At some level, Republicans know that the budget means nothing, except as a vehicle to get to a tax overhaul. But House Freedom Caucus members have not typically abandoned their leverage for the sake of comity. As it is, the House budget resolution, the one with the $203 billion in cuts, only passed with 219 votes, just two more than needed. Nineteen Republicans even found that package not conservative enough. So it wouldn’t take many Republicans flipping to sink the conference bill.

One of the House budget supporters, longtime Ways and Means Committee member Pat Tiberi, abruptly resigned from the House on Thursday to lead a business group in his home state of Ohio. Tiberi didn’t set a resignation date, but said he would be gone by January 31, 2018. What’s interesting is that Tiberi would leave now. Ways and Means is the main tax-writing committee, and Congress doesn’t get an opportunity to radically alter the tax code every year. Why doesn’t Tiberi think it’s worth it to stick around? What does he know?

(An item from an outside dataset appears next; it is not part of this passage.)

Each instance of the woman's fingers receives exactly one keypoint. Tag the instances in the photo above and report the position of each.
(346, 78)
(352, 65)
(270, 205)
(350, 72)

Whether the budget resolution will be a minor blip or a catastrophe depends on whether you think Republicans will keep their eyes fixed on the goal of tax cuts. Normally that’s a safe bet, but it’s not at all clear House hardliners will adhere to that. They may see spending cuts—or just reaffirming their institutional dominance by getting their way—as more important. We’ve seen enough of this Congress to know better than to expect solid decision-making and functional governance. Observers are discounting this possibility, but it’s entirely likely that no deal gets made, and that everything Republicans worked for in multiple elections could collapse.

UPDATE: The budget bill that passed the Senate last night included an amendment that House GOP leaders claim enables them to avoid a conference committee and put the Senate's version on the floor for a vote, perhaps as soon as next week. But that amendment mainly allows for increased military spending, while rejecting the $203 billion in domestic spending cuts and deficit neutrality in the reconciliation bill. House leaders obviously believe the promise of tax cuts is enough to get hardline members to go along. We'll see how that theory makes contact with reality.